The parameter format is a character string indicating the format of the data set.

  • For ‘basket’ format, each line in the transaction data file represents a transaction where the items (item labels) are separated by the characters specified by sep.

  • For ‘single’ format, each line corresponds to a single item, containing at least ids for the transaction and the item.

The parameter sep is a character string specifying how fields are separated in the data file. We use ‘,’ in the sample basket data.

The parameter skip is number of lines to skip in the file before start reading data.


Validate the Data

Inspect the data structure

To validate whether the baskets have been read into the class correctly, take a glimpse of the transactions data.

str(transactions)
## Formal class 'transactions' [package "arules"] with 3 slots
##   ..@ data       :Formal class 'ngCMatrix' [package "Matrix"] with 5 slots
##   .. .. ..@ i       : int [1:33] 0 2 3 5 6 10 11 14 0 1 ...
##   .. .. ..@ p       : int [1:6] 0 8 15 20 25 33
##   .. .. ..@ Dim     : int [1:2] 16 5
##   .. .. ..@ Dimnames:List of 2
##   .. .. .. ..$ : NULL
##   .. .. .. ..$ : NULL
##   .. .. ..@ factors : list()
##   ..@ itemInfo   :'data.frame':	16 obs. of  1 variable:
##   .. ..$ labels: chr [1:16] "a" "b" "c" "d" ...
##   ..@ itemsetInfo:'data.frame':	0 obs. of  0 variables

The Item Names

To validate the item names, run the command:

transactions@itemInfo$labels
##  [1] "a" "b" "c" "d" "e" "f" "g" "h" "j" "k" "l" "m" "n" "o" "p" "s"

The result shows the item names, a through s.

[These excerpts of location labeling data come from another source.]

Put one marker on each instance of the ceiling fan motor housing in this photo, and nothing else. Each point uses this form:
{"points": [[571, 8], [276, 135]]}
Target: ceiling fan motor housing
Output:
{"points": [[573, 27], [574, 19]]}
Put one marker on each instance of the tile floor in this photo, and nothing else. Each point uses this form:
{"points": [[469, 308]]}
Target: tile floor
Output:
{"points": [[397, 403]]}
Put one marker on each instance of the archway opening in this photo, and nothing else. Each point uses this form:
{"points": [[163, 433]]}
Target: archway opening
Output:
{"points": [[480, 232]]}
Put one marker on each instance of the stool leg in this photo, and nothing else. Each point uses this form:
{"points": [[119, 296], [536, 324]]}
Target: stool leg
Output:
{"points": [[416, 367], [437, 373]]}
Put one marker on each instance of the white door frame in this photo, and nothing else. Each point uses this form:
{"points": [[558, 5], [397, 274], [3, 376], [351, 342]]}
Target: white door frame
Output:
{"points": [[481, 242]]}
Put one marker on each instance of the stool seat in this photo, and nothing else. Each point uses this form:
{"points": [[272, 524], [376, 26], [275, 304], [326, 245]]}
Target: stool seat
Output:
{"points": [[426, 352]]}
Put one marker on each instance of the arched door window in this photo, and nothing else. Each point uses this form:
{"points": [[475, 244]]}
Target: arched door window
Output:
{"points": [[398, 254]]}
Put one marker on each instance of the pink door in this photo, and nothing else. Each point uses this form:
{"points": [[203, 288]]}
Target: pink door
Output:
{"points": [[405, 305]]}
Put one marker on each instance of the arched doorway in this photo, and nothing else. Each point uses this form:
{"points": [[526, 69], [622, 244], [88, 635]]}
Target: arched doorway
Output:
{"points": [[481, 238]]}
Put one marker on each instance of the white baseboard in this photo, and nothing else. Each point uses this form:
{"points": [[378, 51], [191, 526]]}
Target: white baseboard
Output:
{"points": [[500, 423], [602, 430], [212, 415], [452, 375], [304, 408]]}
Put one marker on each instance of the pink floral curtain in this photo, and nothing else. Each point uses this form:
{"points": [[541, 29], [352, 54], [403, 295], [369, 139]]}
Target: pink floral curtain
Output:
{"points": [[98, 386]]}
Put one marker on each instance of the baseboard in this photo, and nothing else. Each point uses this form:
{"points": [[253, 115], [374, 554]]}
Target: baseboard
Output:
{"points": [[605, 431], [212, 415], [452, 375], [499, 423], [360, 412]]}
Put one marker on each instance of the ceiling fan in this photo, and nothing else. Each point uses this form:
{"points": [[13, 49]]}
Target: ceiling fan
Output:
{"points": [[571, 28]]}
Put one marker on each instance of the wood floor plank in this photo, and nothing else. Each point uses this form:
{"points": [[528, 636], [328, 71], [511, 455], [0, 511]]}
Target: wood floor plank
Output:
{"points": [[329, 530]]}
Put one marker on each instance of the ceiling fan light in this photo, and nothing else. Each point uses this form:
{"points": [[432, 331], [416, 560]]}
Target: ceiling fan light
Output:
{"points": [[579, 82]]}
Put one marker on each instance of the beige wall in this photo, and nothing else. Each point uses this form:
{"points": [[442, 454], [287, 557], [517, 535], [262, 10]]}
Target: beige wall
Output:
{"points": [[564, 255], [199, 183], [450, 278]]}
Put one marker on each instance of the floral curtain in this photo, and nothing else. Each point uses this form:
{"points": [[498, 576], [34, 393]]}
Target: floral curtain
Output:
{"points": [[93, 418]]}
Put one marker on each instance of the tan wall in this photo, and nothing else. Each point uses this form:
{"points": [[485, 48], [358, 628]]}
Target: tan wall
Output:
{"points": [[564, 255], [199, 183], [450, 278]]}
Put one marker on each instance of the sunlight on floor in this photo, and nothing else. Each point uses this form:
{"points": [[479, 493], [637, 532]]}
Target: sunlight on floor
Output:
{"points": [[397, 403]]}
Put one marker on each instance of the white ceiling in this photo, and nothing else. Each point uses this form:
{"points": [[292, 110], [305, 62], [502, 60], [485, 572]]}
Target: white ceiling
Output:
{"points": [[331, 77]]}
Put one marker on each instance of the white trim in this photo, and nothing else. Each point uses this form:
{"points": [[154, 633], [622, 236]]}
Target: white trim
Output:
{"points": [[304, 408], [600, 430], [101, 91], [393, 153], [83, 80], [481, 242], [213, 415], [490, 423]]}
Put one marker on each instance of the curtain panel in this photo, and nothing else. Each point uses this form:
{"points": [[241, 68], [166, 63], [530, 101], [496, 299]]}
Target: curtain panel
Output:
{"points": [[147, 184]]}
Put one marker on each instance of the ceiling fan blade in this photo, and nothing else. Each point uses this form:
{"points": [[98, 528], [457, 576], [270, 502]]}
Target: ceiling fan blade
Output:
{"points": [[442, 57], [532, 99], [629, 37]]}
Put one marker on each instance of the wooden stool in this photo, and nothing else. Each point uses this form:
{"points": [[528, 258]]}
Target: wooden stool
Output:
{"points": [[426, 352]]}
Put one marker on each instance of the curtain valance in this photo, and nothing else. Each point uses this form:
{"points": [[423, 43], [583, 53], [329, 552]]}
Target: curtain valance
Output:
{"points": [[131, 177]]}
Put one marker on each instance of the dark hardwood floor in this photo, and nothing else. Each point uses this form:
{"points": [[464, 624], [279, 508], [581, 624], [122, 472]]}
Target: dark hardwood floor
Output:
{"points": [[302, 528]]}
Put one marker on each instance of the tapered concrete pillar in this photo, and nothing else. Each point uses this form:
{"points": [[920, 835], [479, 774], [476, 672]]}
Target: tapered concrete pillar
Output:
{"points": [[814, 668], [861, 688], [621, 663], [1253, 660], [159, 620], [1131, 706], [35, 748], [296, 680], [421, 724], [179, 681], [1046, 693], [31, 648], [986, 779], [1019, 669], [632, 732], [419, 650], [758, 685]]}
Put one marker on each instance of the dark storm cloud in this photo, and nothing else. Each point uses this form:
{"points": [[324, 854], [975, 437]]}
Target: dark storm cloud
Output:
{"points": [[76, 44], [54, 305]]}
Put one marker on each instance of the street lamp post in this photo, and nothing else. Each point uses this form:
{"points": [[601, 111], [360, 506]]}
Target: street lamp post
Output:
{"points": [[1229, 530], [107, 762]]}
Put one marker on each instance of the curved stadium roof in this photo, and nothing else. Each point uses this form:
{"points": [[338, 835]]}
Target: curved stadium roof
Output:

Find Number of Transactions

#examine number of transactions 
transactions@data@Dim[2]
## [1] 5

List the Items of a Specific Transaction

The component transactions@data@p store the position indexes by which we can read the items for a given transaction.

transactions@data@p
## [1]  0  8 15 20 25 33

To find the first position and last position to read the items for the ith transaction, say, the first transaction, run the following script to find the first and last item index.

transactions@data@p[1:2]
## [1] 0 8

The two index numbers give the position range in the component transactions@data@i.

transactions@data@i[0:8]
## [1]  0  2  3  5  6 10 11 14

To map the item indexes to the item labels:

itemIndex <- transactions@data@i[0:8] + 1
transactions@itemInfo$labels[itemIndex]
## [1] "a" "c" "d" "f" "g" "l" "m" "p"

Compare the items above to the first line in the original basket data:

f,a,c,d,g,l,m,p

They are the same. The data conversion is successful.